The setup is promising enough, as a proper British family gathers for the funeral of the family patriarch. Older son Daniel (Matthew MacFadyen) and his wife Jane (Keeley Hawes) are hosting the funeral; younger son Robert (Rupert Graves), a successful novelist, has flown in from New York. There are assorted uncles, aunts, and nieces, and there's Peter (Peter Dinklage), a mysterious stranger whom none of the family has ever met.

The first half of the movie is overly polite and restrained, there's an occasional smile to be found, but no real laughs. When the movie does head into bad-taste territory, it becomes crudely disgusting, which isn't any funnier than the excessive restraint of the earlier scenes. (Without giving away too many details, let's just say that any scene beginning with an elderly man in a wheelchair asking to be taken to the toilet is not going to end well.)

There are some things that work. Murray Gold's score strikes just the right note of sprightly vulgarity, and Alan Tudyk does marvelous things with the stock character of Guy Who's Been Inadvertently Slipped Hallucinogenic Drugs. In the last fifteen minutes, Oz and Craig even manage to get the right balance of sentiment and tackiness, but it's too little, too late. Wait for cable or DVD if you absolutely must see this; it certainly isn't worth paying full price at the multiplex.

September 02, 2007

MOVIES: The Nines (John August, 2007)

An unexpected treat. The Nines stars Ryan Reynolds, Hope Davis, and Melissa McCarthy, each of whom plays multiple roles in a series of three stories, with the connections among the three being revealed only gradually.
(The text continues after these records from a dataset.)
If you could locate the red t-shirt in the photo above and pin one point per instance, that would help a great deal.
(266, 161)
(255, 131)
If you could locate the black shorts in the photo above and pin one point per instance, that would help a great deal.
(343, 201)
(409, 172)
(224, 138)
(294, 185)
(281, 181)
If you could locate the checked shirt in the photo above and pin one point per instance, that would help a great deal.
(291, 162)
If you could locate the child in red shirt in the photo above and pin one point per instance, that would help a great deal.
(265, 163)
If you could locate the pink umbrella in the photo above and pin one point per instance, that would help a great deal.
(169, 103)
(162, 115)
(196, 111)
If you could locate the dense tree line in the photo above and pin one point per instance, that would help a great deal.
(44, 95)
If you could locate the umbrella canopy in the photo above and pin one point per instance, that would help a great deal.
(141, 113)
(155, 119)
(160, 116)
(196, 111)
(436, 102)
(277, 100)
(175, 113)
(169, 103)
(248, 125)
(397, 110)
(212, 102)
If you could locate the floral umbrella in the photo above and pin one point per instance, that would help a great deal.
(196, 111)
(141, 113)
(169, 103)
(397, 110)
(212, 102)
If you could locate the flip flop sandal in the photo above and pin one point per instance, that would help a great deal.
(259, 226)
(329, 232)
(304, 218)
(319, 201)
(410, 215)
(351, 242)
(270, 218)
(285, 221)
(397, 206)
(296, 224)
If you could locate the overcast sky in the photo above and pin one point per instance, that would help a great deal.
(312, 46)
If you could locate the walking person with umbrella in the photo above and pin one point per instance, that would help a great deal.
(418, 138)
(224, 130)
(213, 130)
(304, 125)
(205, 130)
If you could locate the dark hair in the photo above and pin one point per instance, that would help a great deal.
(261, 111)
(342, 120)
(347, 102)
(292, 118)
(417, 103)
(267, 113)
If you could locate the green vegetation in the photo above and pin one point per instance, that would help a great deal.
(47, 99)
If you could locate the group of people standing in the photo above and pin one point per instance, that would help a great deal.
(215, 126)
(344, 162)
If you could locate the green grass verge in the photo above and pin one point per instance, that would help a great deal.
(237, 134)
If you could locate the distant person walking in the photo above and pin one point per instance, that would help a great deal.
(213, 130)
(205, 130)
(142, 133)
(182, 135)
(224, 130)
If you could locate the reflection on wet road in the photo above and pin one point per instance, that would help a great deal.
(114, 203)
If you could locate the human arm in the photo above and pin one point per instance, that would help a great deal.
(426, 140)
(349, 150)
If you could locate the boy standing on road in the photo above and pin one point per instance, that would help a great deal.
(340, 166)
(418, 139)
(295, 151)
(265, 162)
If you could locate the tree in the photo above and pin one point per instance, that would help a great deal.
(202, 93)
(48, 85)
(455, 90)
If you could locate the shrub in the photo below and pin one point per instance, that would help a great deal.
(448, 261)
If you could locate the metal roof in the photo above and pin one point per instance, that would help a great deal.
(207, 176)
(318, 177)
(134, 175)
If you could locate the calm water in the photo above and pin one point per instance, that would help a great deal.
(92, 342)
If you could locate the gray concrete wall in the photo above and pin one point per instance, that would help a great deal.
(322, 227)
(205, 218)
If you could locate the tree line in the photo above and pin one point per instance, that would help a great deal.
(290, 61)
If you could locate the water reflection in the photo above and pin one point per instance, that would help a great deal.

In "The Prisoner," Reynolds is Gary, star of a crappy TV crime drama, who melts down after a bad breakup and winds up under house arrest. McCarthy plays the publicist who winds up babysitting him, and Davis is the flirty neighbor who tries to talk Gary into violating his arrest by leaving with her.

"Reality Television" finds Reynolds playing Gavin, a TV writer who's filming a pilot called Knowing, about a woman trying to solve the mystery of her husband's disappearance. Gavin has written the role specifically for his best friend, Melissa McCarthy; Davis plays the network executive who breaks the news that the network loves everything about the pilot except Melissa.

The third story, "Knowing," is (in part) that pilot film. McCarthy is the mom and Reynolds is the dad, who has to hike out for help when their car battery dies far enough into the wilderness that they can't use their cell phones. Davis plays Sierra, the stranger who may (or may not) be their salvation.

The three principal actors are terrific in their multiple roles; Reynolds proves to be a far better actor than he's been allowed to show in the dumb comedies he's been doing. The standout for me, though, is Melissa McCarthy, who I previously knew only from Gilmore Girls; she's especially good in the opening segment, where she displays crack comic timing and a great way with bitchy zingers.

The wrapup delves into philosophy and spirituality in a slightly cheesy fashion, but at least it makes sense and you don't leave scratching your head or feeling like the victim of an intellectual mugging, and the three stories that lead up to that ending are all sharply written and highly entertaining. The Nines is only getting a one-week art-house run here in Los Angeles, so if you're in a smaller town, you may have to wait for DVD or cable, but definitely keep an eye open for this one.